Правь Амбером | страница 23



— Хватит! — Я выбил нож, потом пнул отца в живот. Он сложился вдвое, хватая ртом воздух.

— Извини, па, — сказал я, скорее удрученный, чем рассерженный. — Но ты сам до этого довел.

И я еще раз стукнул его по голове рукоятью меча. Он упал ничком, но все еще пытался встать.

— Теллопс! — крикнул он.

Я, не колеблясь, прыгнул ему на спину, поставил колено между лопаток и скрутил ему руки за спиной. Теперь он уже не мог напасть на меня — ну, или встать, если на то пошло.

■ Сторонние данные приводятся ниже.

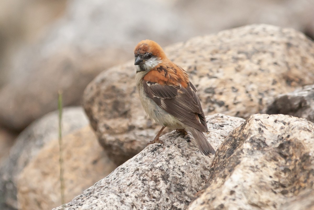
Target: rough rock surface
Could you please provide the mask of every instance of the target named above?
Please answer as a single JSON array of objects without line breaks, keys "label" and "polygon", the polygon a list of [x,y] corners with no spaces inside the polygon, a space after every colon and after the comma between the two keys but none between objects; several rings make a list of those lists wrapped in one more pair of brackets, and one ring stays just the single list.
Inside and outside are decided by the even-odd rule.
[{"label": "rough rock surface", "polygon": [[[247,26],[165,49],[189,75],[205,114],[247,118],[261,111],[274,96],[314,83],[314,44],[292,29]],[[137,154],[160,128],[143,110],[133,64],[103,72],[83,97],[101,144],[118,164]]]},{"label": "rough rock surface", "polygon": [[13,145],[17,135],[0,127],[0,165],[2,160],[9,155],[10,149]]},{"label": "rough rock surface", "polygon": [[[216,149],[243,119],[208,116],[208,139]],[[162,136],[106,177],[56,209],[184,209],[204,186],[213,157],[201,155],[190,134]],[[192,142],[191,142],[192,140]]]},{"label": "rough rock surface", "polygon": [[266,113],[288,114],[314,122],[314,85],[278,96],[267,107]]},{"label": "rough rock surface", "polygon": [[[58,112],[54,112],[34,122],[18,137],[10,155],[0,165],[0,209],[16,208],[16,184],[20,173],[45,144],[57,138]],[[88,120],[81,107],[63,109],[63,135],[86,126]]]},{"label": "rough rock surface", "polygon": [[299,202],[299,207],[309,205],[301,209],[313,209],[309,196],[314,190],[313,150],[312,123],[283,115],[252,115],[220,146],[208,186],[189,209],[287,209]]},{"label": "rough rock surface", "polygon": [[[108,158],[89,126],[62,139],[66,202],[106,177],[117,166]],[[59,144],[47,144],[21,172],[18,181],[19,209],[51,209],[61,202]]]},{"label": "rough rock surface", "polygon": [[[184,21],[175,19],[163,4],[119,2],[69,1],[64,18],[36,44],[17,53],[12,59],[11,81],[0,90],[0,125],[22,130],[57,109],[60,89],[65,106],[80,105],[87,84],[106,68],[133,57],[133,45],[138,39],[152,35],[172,43],[167,38],[185,34],[180,29]],[[134,15],[139,5],[141,15]],[[143,30],[143,25],[154,26]]]}]

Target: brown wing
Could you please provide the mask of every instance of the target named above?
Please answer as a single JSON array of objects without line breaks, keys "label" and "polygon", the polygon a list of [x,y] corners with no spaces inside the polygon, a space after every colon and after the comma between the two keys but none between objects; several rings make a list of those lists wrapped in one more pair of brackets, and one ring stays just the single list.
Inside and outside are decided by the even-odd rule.
[{"label": "brown wing", "polygon": [[[167,70],[165,69],[163,71]],[[181,81],[174,80],[175,77],[171,76],[171,72],[168,71],[164,74],[165,76],[170,76],[172,80],[169,82],[169,80],[165,80],[168,82],[167,85],[160,84],[165,83],[158,81],[145,80],[144,77],[142,82],[147,96],[163,109],[184,123],[202,131],[208,131],[204,112],[195,87],[189,81],[184,84],[185,87],[183,87],[182,82],[180,82]],[[164,76],[160,73],[160,71],[158,75],[159,77],[161,75]],[[153,72],[152,73],[156,74]],[[149,77],[146,77],[148,78]]]}]

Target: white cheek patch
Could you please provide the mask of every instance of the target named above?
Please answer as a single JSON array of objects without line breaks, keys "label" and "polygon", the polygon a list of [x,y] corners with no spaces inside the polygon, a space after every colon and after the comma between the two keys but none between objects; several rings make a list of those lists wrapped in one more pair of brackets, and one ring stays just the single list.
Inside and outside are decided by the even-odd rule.
[{"label": "white cheek patch", "polygon": [[152,58],[145,61],[143,66],[146,71],[151,69],[161,62],[161,61],[157,58]]}]

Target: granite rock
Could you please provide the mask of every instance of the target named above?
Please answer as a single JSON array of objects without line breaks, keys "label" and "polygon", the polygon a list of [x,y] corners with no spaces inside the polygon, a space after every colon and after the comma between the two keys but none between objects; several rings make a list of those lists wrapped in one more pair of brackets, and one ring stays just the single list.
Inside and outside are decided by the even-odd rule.
[{"label": "granite rock", "polygon": [[[275,96],[314,83],[314,43],[291,29],[249,25],[165,49],[189,75],[205,115],[246,118],[261,112]],[[133,64],[103,72],[83,97],[100,142],[118,164],[138,153],[160,128],[143,110]]]},{"label": "granite rock", "polygon": [[[71,201],[116,167],[89,126],[62,139],[64,199]],[[58,139],[48,143],[21,172],[17,181],[21,209],[51,209],[62,204]]]},{"label": "granite rock", "polygon": [[0,163],[9,155],[9,151],[17,136],[16,134],[0,127]]},{"label": "granite rock", "polygon": [[313,139],[314,123],[306,119],[252,115],[222,144],[207,187],[188,209],[313,207]]},{"label": "granite rock", "polygon": [[[62,132],[66,135],[88,124],[81,107],[63,109]],[[57,111],[48,113],[30,125],[17,138],[8,158],[0,165],[0,209],[16,208],[17,178],[21,172],[45,144],[58,137]]]},{"label": "granite rock", "polygon": [[[244,120],[207,116],[214,148]],[[173,131],[150,144],[72,201],[55,209],[184,209],[209,175],[214,158],[201,154],[189,133]]]},{"label": "granite rock", "polygon": [[314,122],[314,85],[278,96],[266,108],[267,114],[288,114]]}]

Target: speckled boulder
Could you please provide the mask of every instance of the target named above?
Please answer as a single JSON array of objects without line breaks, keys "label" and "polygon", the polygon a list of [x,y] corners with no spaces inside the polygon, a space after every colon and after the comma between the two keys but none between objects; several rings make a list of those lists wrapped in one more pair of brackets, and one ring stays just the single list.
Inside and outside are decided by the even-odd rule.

— Слушай, объясни, чем я так тебя разозлил, — сказал я ему на ухо. — И что, кстати, означает эта чертовщина — «Теллопс»?

Зарычав, он повернул голову и укусил меня за левое запястье. Я вскрикнул и вырвался, потом дважды врезал ему по голове. Он принялся скулить.

— Папа, — строго произнес я, — я собираюсь помочь тебе. Но для этого нужно, чтобы ты перестал на меня бросаться. Ты меня понимаешь?

Он снова попытался укусить меня.

Тут мое терпение лопнуло. Я колотил его, пока он не отключился. Хоть он мне и отец, но хватит с меня его выходок. И так я дал ему предостаточно возможностей.

Восстановив дыхание и успокоившись, я связал ему руки полосами ткани, оторванной от его же рубашки. Я не был уверен, насколько хорошо они будут держать, потому обыскал его на предмет спрятанного оружия и изъял еще один нож, с вырезанной на рукояти головой единорога. Очень недурная работа. Я засунул его себе за пояс, для сохранности.

Покончив с этим, я встал. Раны у меня на руке и предплечье уже перестали кровоточить; на мне все всегда заживало быстро. От укусов на запястье остались синяки в форме полумесяца, да и только. Отцу досталось куда сильнее.

Я подобрал свой меч, спрятал его в ножны, потом уселся, поджав ноги, рядом с отцом, чтобы подумать. И что мне с ним делать? Я не могу везти на себе валяющегося без сознания — или хуже того, пребывающего в сознании — сумасшедшего, одержимого манией убийства.

Отец застонал и вдруг дернулся. Опустив взгляд, я обнаружил, что он смотрит на меня из-под полуприкрытых век. Ну замечательно. Ни минуты покоя. Теперь, когда лицо его было в синяках, а из носа шла кровь, отец выглядел скорее жалким, чем опасным, — но я-то знал, чего от него можно ожидать. Его губы медленно шевелились, но с них не сорвалось ни слова.

— Ты не хочешь что-нибудь объяснить насчет себя? — поинтересовался я.

— Теллопс, — прошептал он.

— Ой, только не заводи эту песню заново! — Я уже был по горло сыт этим «Теллопсом» и решил, что больше в меня не влезет.